The South African government is planning to downgrade its embassy in Israel, the country's President Cyril Ramaphosa told Parliament.

Last year, the ruling African National Congress (ANC) passed a resolution calling for the downgrading of the South Africa's Embassy in Tel Aviv, following continued Israeli violations of the rights of Palestinians.

"In implementing this conference resolution, we are mindful of South Africa's responsibility to continue engaging with all parties to the conflict to see where we would be able to provide assistance," Ramaphosa told the parliament late Thursday in a televised question and answer session.

He said the International Relations and Cooperation Minister Lindiwe Sisulu was working on implementing the decision to downgrade diplomatic relations with Israel.

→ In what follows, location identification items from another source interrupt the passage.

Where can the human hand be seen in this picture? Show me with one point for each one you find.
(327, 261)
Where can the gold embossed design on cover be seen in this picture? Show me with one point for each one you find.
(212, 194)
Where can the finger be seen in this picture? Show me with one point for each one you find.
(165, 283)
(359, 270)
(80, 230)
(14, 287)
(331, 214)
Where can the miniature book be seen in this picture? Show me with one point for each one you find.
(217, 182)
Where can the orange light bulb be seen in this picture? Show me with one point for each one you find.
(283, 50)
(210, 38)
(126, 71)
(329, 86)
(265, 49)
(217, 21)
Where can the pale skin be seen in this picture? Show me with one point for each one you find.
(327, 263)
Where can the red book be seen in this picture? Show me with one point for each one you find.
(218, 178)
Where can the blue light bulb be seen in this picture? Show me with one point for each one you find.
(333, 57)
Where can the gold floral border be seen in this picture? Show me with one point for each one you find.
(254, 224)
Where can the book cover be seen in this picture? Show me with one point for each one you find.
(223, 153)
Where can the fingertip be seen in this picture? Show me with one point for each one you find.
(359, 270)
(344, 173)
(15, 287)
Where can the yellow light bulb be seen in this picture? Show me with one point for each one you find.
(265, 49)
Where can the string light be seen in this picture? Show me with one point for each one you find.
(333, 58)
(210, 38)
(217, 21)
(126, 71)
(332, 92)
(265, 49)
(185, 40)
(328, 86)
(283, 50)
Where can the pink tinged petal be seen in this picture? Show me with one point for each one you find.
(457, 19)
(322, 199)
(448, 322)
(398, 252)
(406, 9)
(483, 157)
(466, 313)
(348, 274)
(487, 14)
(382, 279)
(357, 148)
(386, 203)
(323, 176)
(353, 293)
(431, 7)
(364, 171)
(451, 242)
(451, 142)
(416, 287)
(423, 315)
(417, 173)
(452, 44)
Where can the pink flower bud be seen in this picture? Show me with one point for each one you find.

Ramaphosa said his decision is driven by Israeli violations of the rights of the Palestinian and Israel's failure to enter into further negotiations regarding a two-state solution.

Many South Africans support the Palestinian struggle because they feel what is happening to Palestinians under Israeli occupation is similar to what they experienced in the apartheid era.

"South Africans who have tasted the bitter fruit of apartheid, racism and discrimination have a natural affinity with the Palestinians, who are subject to a tyrannical form of oppression," Iqbal Jassat, a leading member of the Media Review Network, a South African advocacy group, told Anadolu Agency in a recent interview.

Whenever Israel strikes Palestine, he said, thousands of South Africans express their solidarity with the latter by staging demonstrations, vigils, marches and boycott campaigns.